Queue for Robert Frank's Lecture at the NGA, March 26, 2009 - photo by Michelle Andonian
On Thursday afternoon, I, along with over 800 others, ended up in the nation’s capitol for a rare program with photographer Robert Frank and the National Gallery’s curator of photographs, Sarah Greenough. Frank rarely makes public appearances, so it was an opportunity to listen and learn first hand about his photographic work, which currently is the subject of the fine exhibition Looking In: Robert Frank’s The Americans. While discussing several iconic images from his oeuvre, Frank humbly remarked, “It was a very good day for photography.”

Outside the NGA - photo by Michelle Andonian, 2009
In their hour-long conversation, Greenough and Frank discussed his photography, influences (Bill Brandt and Walker Evans in particular), his love of America, and, most notably for me, a 1955 trip to Detroit to photograph what Frank referred to as “God’s Factory” – the Ford Motor Company’s River Rouge Plant in Dearborn, Michigan. For Frank, the automobile was an important part of the American dream, and he saw it everywhere. He thought it would be a good idea to see the place where cars were made and photographed at the factory for two or three days.

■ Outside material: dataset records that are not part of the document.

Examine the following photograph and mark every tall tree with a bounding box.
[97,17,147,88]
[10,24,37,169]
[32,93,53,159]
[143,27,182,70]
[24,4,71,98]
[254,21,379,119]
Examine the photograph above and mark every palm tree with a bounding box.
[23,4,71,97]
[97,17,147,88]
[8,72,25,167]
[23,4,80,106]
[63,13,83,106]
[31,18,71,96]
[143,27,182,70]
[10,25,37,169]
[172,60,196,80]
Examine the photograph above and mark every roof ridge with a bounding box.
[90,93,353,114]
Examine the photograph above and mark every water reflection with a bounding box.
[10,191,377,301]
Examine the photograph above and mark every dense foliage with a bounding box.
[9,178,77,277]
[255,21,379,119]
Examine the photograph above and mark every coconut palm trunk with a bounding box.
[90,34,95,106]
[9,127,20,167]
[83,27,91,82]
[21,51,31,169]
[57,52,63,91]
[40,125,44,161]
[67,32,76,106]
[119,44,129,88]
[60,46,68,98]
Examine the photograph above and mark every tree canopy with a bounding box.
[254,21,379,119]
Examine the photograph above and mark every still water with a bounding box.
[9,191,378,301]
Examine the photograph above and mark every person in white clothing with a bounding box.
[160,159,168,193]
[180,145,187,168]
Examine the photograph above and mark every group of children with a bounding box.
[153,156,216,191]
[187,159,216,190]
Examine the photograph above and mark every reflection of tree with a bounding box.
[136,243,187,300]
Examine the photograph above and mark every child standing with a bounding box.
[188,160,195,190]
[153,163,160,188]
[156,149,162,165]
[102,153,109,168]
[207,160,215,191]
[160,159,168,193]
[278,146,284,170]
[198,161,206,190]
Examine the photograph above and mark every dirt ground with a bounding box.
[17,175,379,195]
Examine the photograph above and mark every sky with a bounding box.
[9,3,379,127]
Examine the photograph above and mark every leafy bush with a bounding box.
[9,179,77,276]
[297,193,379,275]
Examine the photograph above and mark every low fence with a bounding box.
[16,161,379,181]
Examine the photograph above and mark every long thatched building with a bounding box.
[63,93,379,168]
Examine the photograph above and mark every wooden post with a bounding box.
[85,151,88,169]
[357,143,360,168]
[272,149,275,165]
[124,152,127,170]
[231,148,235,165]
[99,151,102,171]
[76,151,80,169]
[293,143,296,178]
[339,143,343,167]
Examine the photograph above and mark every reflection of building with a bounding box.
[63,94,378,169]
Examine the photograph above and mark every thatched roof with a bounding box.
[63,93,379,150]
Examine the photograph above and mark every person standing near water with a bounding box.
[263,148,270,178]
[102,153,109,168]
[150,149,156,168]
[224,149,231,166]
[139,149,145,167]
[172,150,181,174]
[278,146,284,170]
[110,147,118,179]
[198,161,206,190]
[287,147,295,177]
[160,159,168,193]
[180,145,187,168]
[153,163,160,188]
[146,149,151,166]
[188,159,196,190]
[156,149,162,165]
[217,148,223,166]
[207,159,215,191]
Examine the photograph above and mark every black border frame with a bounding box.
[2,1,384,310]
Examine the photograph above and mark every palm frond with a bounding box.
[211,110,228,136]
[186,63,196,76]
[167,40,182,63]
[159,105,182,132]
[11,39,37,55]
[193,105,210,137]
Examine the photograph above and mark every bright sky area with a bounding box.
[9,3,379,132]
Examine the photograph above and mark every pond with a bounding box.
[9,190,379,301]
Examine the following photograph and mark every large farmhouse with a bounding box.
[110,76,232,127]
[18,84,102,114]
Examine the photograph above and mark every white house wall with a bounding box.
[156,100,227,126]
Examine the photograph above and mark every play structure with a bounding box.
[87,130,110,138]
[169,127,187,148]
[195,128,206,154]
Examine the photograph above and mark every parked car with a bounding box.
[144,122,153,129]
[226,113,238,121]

It was difficult but worth it. The images were used in a number of his publications over the years including The Americans.

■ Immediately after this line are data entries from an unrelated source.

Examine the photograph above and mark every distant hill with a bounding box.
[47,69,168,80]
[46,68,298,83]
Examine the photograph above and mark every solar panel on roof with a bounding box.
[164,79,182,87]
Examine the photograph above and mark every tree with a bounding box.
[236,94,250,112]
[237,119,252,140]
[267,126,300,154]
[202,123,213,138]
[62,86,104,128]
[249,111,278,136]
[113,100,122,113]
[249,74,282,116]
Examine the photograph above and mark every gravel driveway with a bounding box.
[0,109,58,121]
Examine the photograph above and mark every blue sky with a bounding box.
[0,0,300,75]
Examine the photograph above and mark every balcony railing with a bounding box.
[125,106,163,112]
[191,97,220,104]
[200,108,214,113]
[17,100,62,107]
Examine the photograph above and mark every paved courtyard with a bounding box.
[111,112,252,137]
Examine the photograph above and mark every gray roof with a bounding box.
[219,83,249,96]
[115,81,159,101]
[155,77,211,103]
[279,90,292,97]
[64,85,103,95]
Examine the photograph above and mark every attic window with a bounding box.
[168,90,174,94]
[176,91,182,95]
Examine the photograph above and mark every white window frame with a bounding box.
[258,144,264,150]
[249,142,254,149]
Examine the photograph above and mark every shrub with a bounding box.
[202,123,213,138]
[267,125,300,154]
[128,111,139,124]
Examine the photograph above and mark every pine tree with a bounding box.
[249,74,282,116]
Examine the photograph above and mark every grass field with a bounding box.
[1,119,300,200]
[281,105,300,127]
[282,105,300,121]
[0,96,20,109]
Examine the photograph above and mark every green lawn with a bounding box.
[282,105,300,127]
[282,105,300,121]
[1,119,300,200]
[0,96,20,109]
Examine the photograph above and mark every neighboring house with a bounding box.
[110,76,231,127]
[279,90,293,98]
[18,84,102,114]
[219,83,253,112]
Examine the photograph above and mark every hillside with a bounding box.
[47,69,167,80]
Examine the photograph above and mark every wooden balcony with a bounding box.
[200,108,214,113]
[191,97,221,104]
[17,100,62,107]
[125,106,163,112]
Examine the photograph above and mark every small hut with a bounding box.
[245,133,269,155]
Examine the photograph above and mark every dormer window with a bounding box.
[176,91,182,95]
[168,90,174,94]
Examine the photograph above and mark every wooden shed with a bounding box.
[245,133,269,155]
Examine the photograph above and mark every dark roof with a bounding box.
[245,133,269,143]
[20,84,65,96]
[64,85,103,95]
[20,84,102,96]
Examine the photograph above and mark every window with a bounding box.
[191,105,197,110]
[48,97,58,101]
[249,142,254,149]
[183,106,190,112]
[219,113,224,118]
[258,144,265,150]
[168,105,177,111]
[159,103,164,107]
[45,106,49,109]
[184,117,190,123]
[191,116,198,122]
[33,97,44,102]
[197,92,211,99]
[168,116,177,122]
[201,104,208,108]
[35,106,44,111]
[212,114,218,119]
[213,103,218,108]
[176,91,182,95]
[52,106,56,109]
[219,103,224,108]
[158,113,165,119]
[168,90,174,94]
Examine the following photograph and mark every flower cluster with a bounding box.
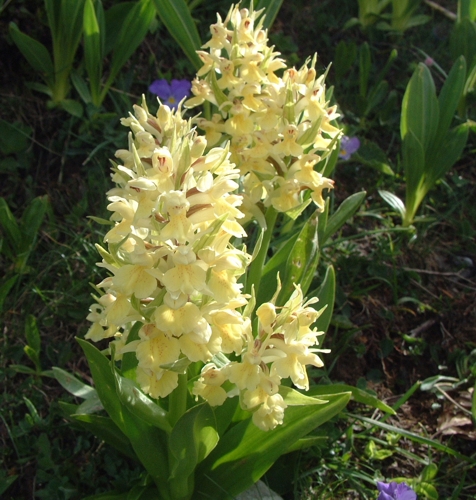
[186,4,339,225]
[193,285,327,430]
[86,3,336,432]
[85,98,328,430]
[86,99,250,399]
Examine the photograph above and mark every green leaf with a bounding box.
[323,191,366,244]
[425,123,469,191]
[9,23,54,86]
[309,264,335,336]
[152,0,202,69]
[278,211,320,305]
[104,2,134,54]
[77,338,128,434]
[255,0,284,29]
[400,63,439,152]
[24,345,41,371]
[379,190,406,219]
[76,392,103,414]
[196,392,350,499]
[0,119,32,156]
[0,275,18,313]
[307,383,395,414]
[103,0,156,100]
[24,314,41,355]
[421,462,438,481]
[113,371,172,433]
[0,197,22,251]
[71,71,92,104]
[83,0,104,106]
[77,339,170,492]
[72,414,137,460]
[0,474,18,496]
[433,56,466,148]
[258,233,296,305]
[450,18,476,67]
[60,99,83,117]
[359,42,371,98]
[169,404,219,482]
[416,482,439,500]
[52,366,96,399]
[279,386,327,406]
[402,129,425,226]
[20,195,48,251]
[121,321,142,379]
[9,364,37,375]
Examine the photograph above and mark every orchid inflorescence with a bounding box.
[86,3,339,431]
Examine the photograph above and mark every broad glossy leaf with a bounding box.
[9,23,54,86]
[169,403,219,480]
[114,371,171,433]
[77,338,128,434]
[322,191,366,244]
[77,340,170,490]
[52,366,96,399]
[400,63,439,152]
[152,0,202,69]
[196,392,350,499]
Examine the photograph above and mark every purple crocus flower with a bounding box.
[377,481,417,500]
[339,135,360,160]
[148,79,191,109]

In March 2010, the DIA will open an exhibition of Robert’s Detroit work from 1955. It will be the first time these photographs will be on view to the public and an opportunity to see Detroit and the famous Ford factory the way Robert Frank experienced it at mid century.
Detroit has fallen on more than its share of strange times in recent months, but the museum was bustling this past week with the Norman Rockwell exhibition drawing over 10,000 visitors in its first week and the DIA’s theater filled on Tuesday for an evening program with South African artist William Kentridge. All this good energy has been a boost for staff here at the DIA, who have spent the last few weeks trying to regroup from a recent restructuring here at the museum.